Encontrámo-nos por Zoom com o novo bolseiro do Mentoring, o João Lopes, estudante do terceiro ano e grande entusiasta deste projeto desde que entrou na FMUL, que acompanha o projeto de perto. Quisemos perceber o que pensa sobre os novos desafios que o esperam no Mentoring e a importância de fazer parte desta iniciativa.
Também entrevistamos Rita Sobral, do Gabinete de Apoio ao Estudante, no qual se insere este projeto, que nos falou dos vários desafios, das ideias de integração entre projetos e de tudo o que tem feito e que desejam realizar neste ano.
João, o que te levou a querer ser um bolseiro do Mentoring?

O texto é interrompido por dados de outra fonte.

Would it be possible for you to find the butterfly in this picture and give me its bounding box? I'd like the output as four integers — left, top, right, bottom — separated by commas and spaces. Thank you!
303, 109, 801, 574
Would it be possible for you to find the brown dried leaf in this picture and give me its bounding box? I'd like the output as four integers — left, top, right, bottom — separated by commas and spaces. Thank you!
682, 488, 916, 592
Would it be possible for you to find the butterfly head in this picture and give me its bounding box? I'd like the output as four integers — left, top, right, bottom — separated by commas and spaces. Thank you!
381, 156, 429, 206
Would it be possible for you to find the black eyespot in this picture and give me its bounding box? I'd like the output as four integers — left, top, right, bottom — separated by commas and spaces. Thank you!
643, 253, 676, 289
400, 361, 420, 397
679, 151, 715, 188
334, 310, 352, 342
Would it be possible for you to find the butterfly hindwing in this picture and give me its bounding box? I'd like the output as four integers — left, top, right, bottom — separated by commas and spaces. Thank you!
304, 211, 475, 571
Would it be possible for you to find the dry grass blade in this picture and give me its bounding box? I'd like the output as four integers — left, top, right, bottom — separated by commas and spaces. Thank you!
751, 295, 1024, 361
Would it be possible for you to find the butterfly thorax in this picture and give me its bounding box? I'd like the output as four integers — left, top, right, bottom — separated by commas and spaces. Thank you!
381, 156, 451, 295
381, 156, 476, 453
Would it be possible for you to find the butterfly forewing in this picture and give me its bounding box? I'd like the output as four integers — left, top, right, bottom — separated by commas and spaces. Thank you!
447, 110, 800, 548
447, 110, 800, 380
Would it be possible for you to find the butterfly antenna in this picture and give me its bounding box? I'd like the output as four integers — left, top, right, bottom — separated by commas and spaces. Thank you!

João: A minha candidatura a bolseiro do Mentoring surgiu da vontade enorme que eu tenho de contribuir para a integração dos nossos alunos na nossa Faculdade, e especialmente, dada a situação atual, com as consequências que todos conhecemos. Também porque acredito que uma integração plena no ambiente académico e social da Faculdade é, sem dúvida, essencial para garantir um percurso académico de sucesso para todos os que passam por aqui. O projeto Mentoring tem um papel no início da vida académica de todos os nossos estudantes e é por isso que é desafiante e que me despertou interesse desde cedo. Como ingressei na comissão organizadora da 6ª edição, fiquei com vontade de continuar. Era importante implementar, na prática, algumas ideias que estavam pensadas para a 6ª edição e que, com o surgimento da pandemia, não puderam realizar-se. Chegou a altura de serem colocadas em prática. Para além disso, se a entrada na nossa Faculdade é uma escolha de cada um dos candidatos, as razões para a sua permanência já têm motivos próprios, muito com base nas atividades que se desenvolvem e com os projetos apresentados e, claro, que é aí que destaco o Mentoring. A FMUL chama alunos pela sua imagem institucional, pelo currículo de excelência, pelo facto de ter docentes com provas dadas nacional e internacionalmente, pelo facto de ser uma instituição secular muito associada ao hospital de Santa Maria. Por outro lado, para os alunos são importantes as atividades extra, bem como aquelas desenvolvidas no projeto Mentoring, que são bastante integradoras e contribuem para o crescimento pessoal e sucesso de cada um. Assim, a minha candidatura a bolseiro deveu-se a isto: poder planear estas atividades e garantir a integração de novos alunos.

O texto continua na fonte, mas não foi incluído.